Quem diz é o jurista Celso Bandeira de Mello, responsável pela indicação de Carlos Ayres Britto ao STF; ele afirma que, nos próximos casos, a suprema corte não permitirá a mesma "flexibilização de provas"
O renomado jurista Celso Antônio Bandeira de Mello acredita que o julgamento do chamado 'mensalão' foi um "solução na história do Supremo Tribunal Federal". Segundo ele, que indicou ao tribunal o ministro Carlos Ayres Britto, quem diz considerar "um irmão", houve forte influência do que chamou de "opinião publicada", além de transgressão de garantias básicas.

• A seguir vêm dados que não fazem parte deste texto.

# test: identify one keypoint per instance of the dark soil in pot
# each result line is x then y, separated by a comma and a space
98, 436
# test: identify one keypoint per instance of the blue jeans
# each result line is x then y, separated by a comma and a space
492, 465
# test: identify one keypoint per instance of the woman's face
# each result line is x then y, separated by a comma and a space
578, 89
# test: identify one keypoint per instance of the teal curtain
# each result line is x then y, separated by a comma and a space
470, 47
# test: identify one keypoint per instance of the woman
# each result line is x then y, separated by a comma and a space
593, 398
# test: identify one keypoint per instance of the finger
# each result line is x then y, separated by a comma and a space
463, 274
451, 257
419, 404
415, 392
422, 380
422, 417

A Corte Suprema do País, acredita ele, não irá repetir nos próximos casos a "flexibilização de provas" cometida na Ação Penal 470.

Especialista em Direito Administrativo, Bandeira de Mello defende, numa entrevista concedida ao portal Última Instância, hospedado pelo Uol, que "o juiz devia ser proibido de dar entrevistas". Em seu ponto de vista, a postura de Joaquim Barbosa como relator do processo foi "muito agressiva", sem a "serenidade que se espera de um juiz". Ele também acha que o novo presidente do STF "tinha que ter uma atitude de maior urbanidade em relação aos colegas". Já o revisor do processo, Ricardo Lewandowski, considera um "príncipe", digno de uma "educação e uma finura monumental".

Confira abaixo trechos da entrevista:

Com a fixação das penas, chegamos à reta final do julgamento da Ação Penal 470. Como o senhor enxerga o julgamento?

O mensalão, na minha visão, não era mensalão porque não era mensal. Isso foi a visão que a imprensa consagrou. Em segundo lugar, entendo que foram desrespeitados alguns princípios básicos do Direito, como a necessidade de prova para condenação, e não apenas a suspeita, a presunção de culpa. Além disso, foi violado o princípio do duplo grau de jurisdição.

Há um mês atrás, um juiz mineiro decidiu anular os efeitos da Reforma da Previdência. Ele citou textualmente o julgamento no STF para alegar que a compra de votos foi comprovada e que, portanto, a reforma seria inconstitucional. É possível anular atos do Legislativo com base na tese do mensalão?

Se é com base no mensalão, não. A Reforma da Previdência pode ser censurada por outros aspectos, mas não por causa do mensalão. Acho que a chance de anular atos legislativos aprovados durante o escândalo é zero. Isto, pois há um impedimento jurídico de que quando um colegiado decide, quem decidiu foi o colegiado como um todo e não os membros do colégio. É por isso que, se um indivíduo tem o mandato invalidado, porque ele foi ilegalmente investido, isso não afeta em nada [a validade dos atos].

Quanto ao processo de indicação dos novos ministros, qual é o melhor modelo?

Não há nada mais difícil do que imaginar um bom processo de escolha. No passado, já sugeri que a escolha fosse feita através de um processo de eleição entre todos os juízes do Brasil. Mas, nem mesmo isso, eu me atrevo a dizer que será o ideal. Porque isso é capaz de politizar tanto, criar tantos grupos de partidários, que o mérito do candidato pode também ficar em segundo plano.

O senhor considera exagerada a publicidade que alguns magistrados recebem ao exercer suas funções jurisdicionais?

Antigamente, se dizia que o "juiz só fala nos autos". Eu acho que o juiz devia ser proibido de dar entrevistas. E não só os ministros do Supremo — mas eles é que parecem que gostam.

Qual é a sua impressão da postura do relator Joaquim Barbosa ao longo do julgamento?

Eu não gostei. Achei uma postura muito agressiva. Nele não se lia a serenidade que se espera de um juiz. Inclusive, em relação aos colegas, ele tinha que ter uma atitude de maior urbanidade em relação aos colegas. E no caso do Lewandowski, ele é um príncipe. Um homem de uma educação e uma finura monumental. É quase que inacreditável que Barbosa tenha conseguido fazer um homem como Lewandowski perder a paciência.